# Capsule Network (CapsNet) for MNIST Digit Classification
This project implements a Capsule Network (CapsNet) from scratch using PyTorch to classify handwritten digits from the MNIST dataset. CapsNet is an advanced deep learning architecture that preserves spatial hierarchies and part-whole relationships better than traditional CNNs.


In [None]:
pip install torch torchvision matplotlib


Collecting nvidia-cuda-nvrtc-cu12==12.4.127 (from torch)
  Downloading nvidia_cuda_nvrtc_cu12-12.4.127-py3-none-manylinux2014_x86_64.whl.metadata (1.5 kB)
Collecting nvidia-cuda-runtime-cu12==12.4.127 (from torch)
  Downloading nvidia_cuda_runtime_cu12-12.4.127-py3-none-manylinux2014_x86_64.whl.metadata (1.5 kB)
Collecting nvidia-cuda-cupti-cu12==12.4.127 (from torch)
  Downloading nvidia_cuda_cupti_cu12-12.4.127-py3-none-manylinux2014_x86_64.whl.metadata (1.6 kB)
Collecting nvidia-cudnn-cu12==9.1.0.70 (from torch)
  Downloading nvidia_cudnn_cu12-9.1.0.70-py3-none-manylinux2014_x86_64.whl.metadata (1.6 kB)
Collecting nvidia-cublas-cu12==12.4.5.8 (from torch)
  Downloading nvidia_cublas_cu12-12.4.5.8-py3-none-manylinux2014_x86_64.whl.metadata (1.5 kB)
Collecting nvidia-cufft-cu12==11.2.1.3 (from torch)
  Downloading nvidia_cufft_cu12-11.2.1.3-py3-none-manylinux2014_x86_64.whl.metadata (1.5 kB)
Collecting nvidia-curand-cu12==10.3.5.147 (from torch)
  Downloading nvidia_curand_cu12-10.3.5

##  Importing Required Libraries
We import essential libraries including PyTorch, torchvision for dataset handling, and NumPy for array operations.


In [None]:
import torch
import torch.nn as nn
import torch.nn.functional as F
from torchvision import datasets, transforms
from torch.utils.data import DataLoader
import numpy as np
import matplotlib.pyplot as plt


##  Loading the MNIST Dataset
We download and load the MNIST dataset using torchvision.
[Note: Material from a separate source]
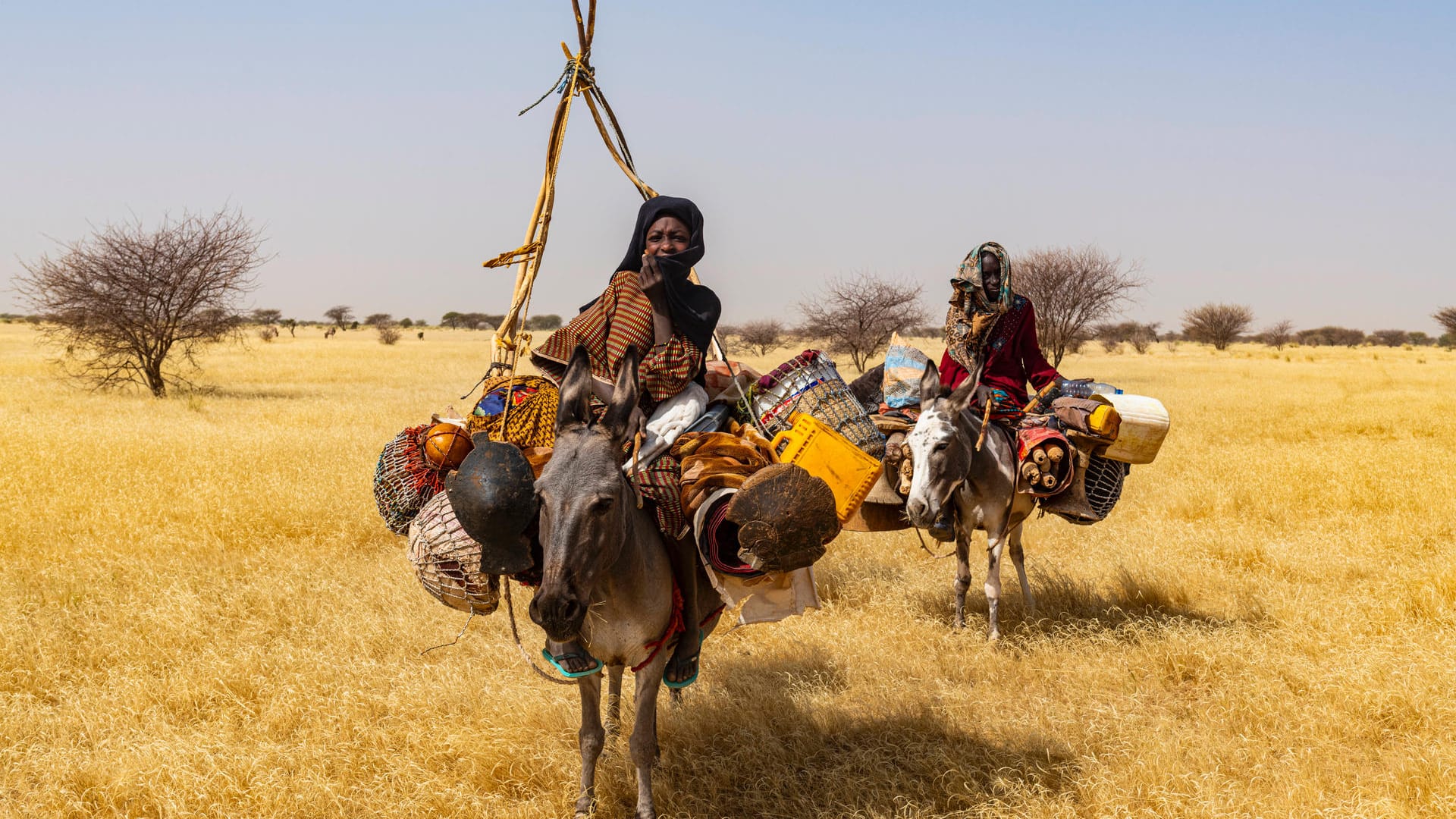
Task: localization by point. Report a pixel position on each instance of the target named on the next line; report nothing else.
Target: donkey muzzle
(561, 615)
(922, 513)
The images are normalized and loaded using DataLoader.


In [None]:
transform = transforms.Compose([
    transforms.ToTensor(),
    transforms.Normalize((0.1307,), (0.3081,))
])

train_dataset = datasets.MNIST(root='./data', train=True, transform=transform, download=True)
test_dataset = datasets.MNIST(root='./data', train=False, transform=transform, download=True)

train_loader = DataLoader(train_dataset, batch_size=128, shuffle=True)
test_loader = DataLoader(test_dataset, batch_size=128, shuffle=False)
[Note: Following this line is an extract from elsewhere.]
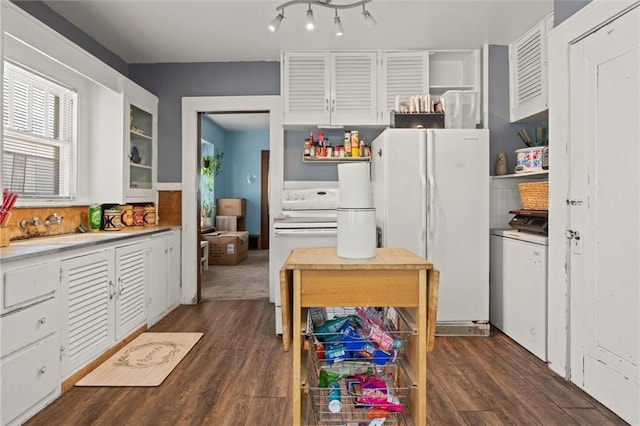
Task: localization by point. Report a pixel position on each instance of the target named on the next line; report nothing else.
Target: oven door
(284, 241)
100%|██████████| 9.91M/9.91M [00:00<00:00, 15.7MB/s]
100%|██████████| 28.9k/28.9k [00:00<00:00, 488kB/s]
100%|██████████| 1.65M/1.65M [00:00<00:00, 3.80MB/s]
100%|██████████| 4.54k/4.54k [00:00<00:00, 5.65MB/s]
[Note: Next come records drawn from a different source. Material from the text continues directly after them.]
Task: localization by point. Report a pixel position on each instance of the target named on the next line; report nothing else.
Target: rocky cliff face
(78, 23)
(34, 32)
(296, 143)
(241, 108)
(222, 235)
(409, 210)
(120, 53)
##  Squash Activation Function
The squash function ensures that the length of the output vector is between 0 and 1, which is crucial in Capsule Networks.


In [None]:
def squash(tensor, dim=-1):
    norm = torch.norm(tensor, dim=dim, keepdim=True)
    scale = (norm**2) / (1 + norm**2)
    return scale * tensor / (norm + 1e-8)


##  Defining the Capsule Network Architecture
We define a PyTorch neural network model using capsules instead of traditional layers. It includes:
- Conv layer
- Primary Capsules
- Digit Capsules


In [None]:
class PrimaryCapsules(nn.Module):
    def __init__(self, in_channels, out_capsules, capsule_dim, kernel_size, stride):
        super().__init__()
        self.capsules = nn.Conv2d(in_channels, out_capsules * capsule_dim, kernel_size, stride)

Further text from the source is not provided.